If we don’t “have to” eat, drink, or breathe, then how much less do we “have to” anything else?
We often forget that we have gotten to where we are by making decisions, some of which are so long-standing as to be assumptions. It can be helpful, therefore, to re-examine some of those previous decisions. I have a friend who holds herself to very high standards and often finds herself overstretched to meet all of the expectations and deadlines placed on her. She usually manages to fulfill those expectations, but at a very high cost to her health and well-being. She feels like she’s being ground into dust all the time, isn’t compensated well enough for it, and isn’t having fun doing even those parts that she might otherwise enjoy. And as soon as one set of objectives is met, others spring up to take their place, so there is no respite.

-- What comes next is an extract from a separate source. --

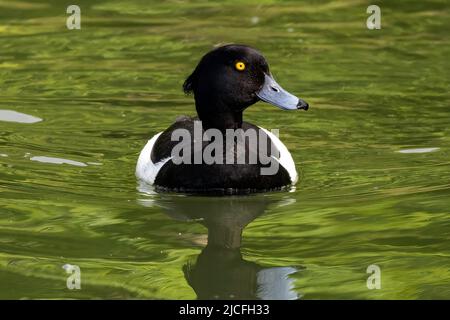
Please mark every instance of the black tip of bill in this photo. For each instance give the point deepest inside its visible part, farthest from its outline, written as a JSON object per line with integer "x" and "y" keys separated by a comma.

From an outside perspective, some of the choices that she has made are obvious, and in fact her friends and family are always suggesting options which she finds unsuitable. But for this discussion we will examine a few.
She feels that she must accept all of the assignments she is given and that she must deliver a product which is up to her high level of expectation. She feels that an outside agency has the right to dictate her deadlines and require multiple revisions of her work. She feels so driven by these requirements that she is willing to sublimate sleeping, eating and her desires to relax by working out, meditating and working on other projects.
Some, if not all, of this pressure is internally generated. Some could be relieved by substituting the words “I want” or “I choose to” in place of “I must”. In fact, that is one way of clarifying to herself that not only does she have options, but that some of the tasks she feels she “must” do are much less important than others, helping her to rank their priority. Underlying all of her willingness to take on this workload are the assumptions that she must work hard to get what she wants, that suffering will pay off in the end, that at least some tasks can be more important than feeling good, that she must always attempt to reach her highest quality and output, no matter what, and that others have the right to demand this of her.
So now she has a lot of things to look at. What can she say no to, or put other limitations on? If it is this hard to do what she is trying to do, is it really worth it? Other people of our acquaintance seem to be able to get what they want without suffering, so is that old saying a bad assumption? At what point does she tell the outside world to go hang so she can relax and feel good, or will she keep going until she crashes and burns? If so, what does that accomplish for her or her clients? This is a lesson many of us have to learn as parents, to take care of ourselves so that we can take care of our children. It is ironic, in that situation, that we choose to learn how to feel better in ourselves for someone else’s sake.
At those times of feeling trapped, pressured, or frustrated, it is very helpful to remember what choices we made that got us there and then question whether it is time for making a new choice.